3. NMR & Biophysics (synth_pdb/nmr.py, synth_pdb/chemical_shifts.py, synth_pdb/rdc.py, synth_pdb/relaxation.py)

These modules bridge the gap between static structures and experimental observables: - Chemical Shifts: Predicts backbone and side-chain chemical shifts (supporting multiple predictors like SHIFTX2). - RDCs: Calculates Residual Dipolar Couplings for different alignment tensors. - Relaxation: Predicts NMR relaxation parameters (Sยฒ, T1, T2, NOE) based on structural dynamics and tumbling.

4. Evolution & MSA (synth_pdb/evolution.py, synth_pdb/msa.py)

  • Simulates protein evolution to generate Multiple Sequence Alignments (MSAs).
  • Models co-evolutionary constraints to create realistic sequence variations that maintain structural integrity.

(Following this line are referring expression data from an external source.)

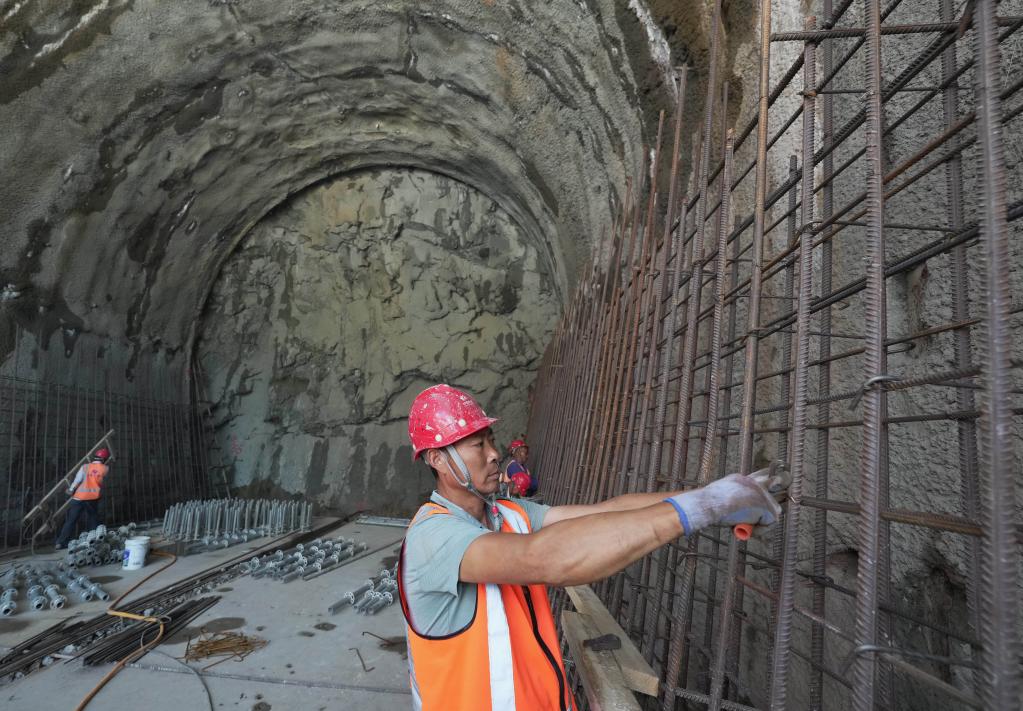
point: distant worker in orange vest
(84, 492)
(474, 569)
(517, 472)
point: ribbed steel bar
(675, 664)
(1002, 677)
(721, 649)
(823, 455)
(875, 368)
(783, 627)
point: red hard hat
(441, 415)
(521, 480)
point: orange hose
(130, 616)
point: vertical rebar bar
(999, 570)
(783, 627)
(875, 367)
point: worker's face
(481, 457)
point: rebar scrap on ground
(227, 646)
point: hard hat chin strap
(466, 481)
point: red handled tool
(776, 478)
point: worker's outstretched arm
(586, 548)
(628, 502)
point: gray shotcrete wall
(345, 303)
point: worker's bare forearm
(591, 547)
(628, 502)
(625, 502)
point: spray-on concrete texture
(144, 144)
(317, 336)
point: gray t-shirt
(440, 604)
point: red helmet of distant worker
(516, 444)
(521, 481)
(441, 415)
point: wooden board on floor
(637, 673)
(601, 676)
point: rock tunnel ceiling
(342, 306)
(149, 137)
(143, 141)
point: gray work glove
(730, 500)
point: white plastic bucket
(135, 551)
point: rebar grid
(860, 336)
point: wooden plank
(638, 674)
(602, 677)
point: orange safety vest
(508, 657)
(88, 490)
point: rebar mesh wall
(54, 405)
(865, 336)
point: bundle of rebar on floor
(853, 318)
(135, 635)
(224, 645)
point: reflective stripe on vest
(88, 490)
(506, 659)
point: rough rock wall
(143, 139)
(346, 302)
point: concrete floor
(308, 663)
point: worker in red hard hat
(84, 492)
(474, 568)
(517, 472)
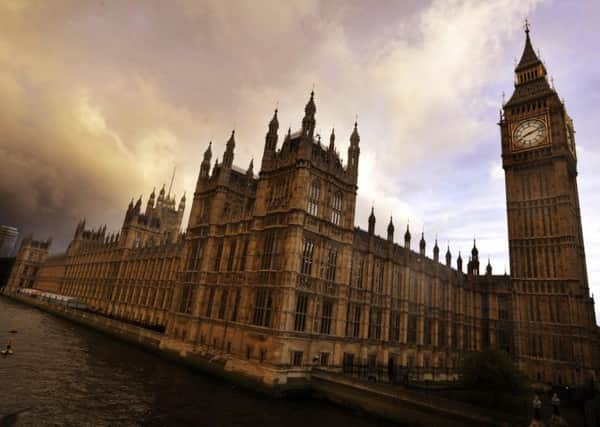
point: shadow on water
(71, 375)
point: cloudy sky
(100, 99)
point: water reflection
(70, 375)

5. Validation (synth_pdb/validator.py)

Ensures that generated structures are biophysically plausible by checking: - Steric clashes. - Bond lengths and angles. - Ramachandran distribution. - Chirality.

Data Flow

A typical structure generation workflow follows these steps:

  1. Input Parsing: synth_pdb/main.py parses CLI arguments.
  2. Sequence Generation: A sequence is generated or provided.
  3. Backbone Building: generator.py uses geometry.py to build the backbone based on secondary structure presets (e.g., alpha-helix, beta-sheet).
  4. Side-Chain Addition: Rotamers are added to the backbone.
  5. Refinement: physics.py and packing.py optimize the structure to resolve clashes and minimize energy.
  6. Observables Calculation: If requested, NMR observables (shifts, RDCs, etc.) are calculated.
  7. Output: The final structure is saved as a PDB file, and metadata is exported to JSON or NEF formats.

Extensibility

The modular design allows researchers to easily plug in new: - Rotamer Libraries: By updating synth_pdb/data.py. - Force Fields: By extending synth_pdb/physics.py. - NMR Predictors: By adding new modules that implement the predictor interface.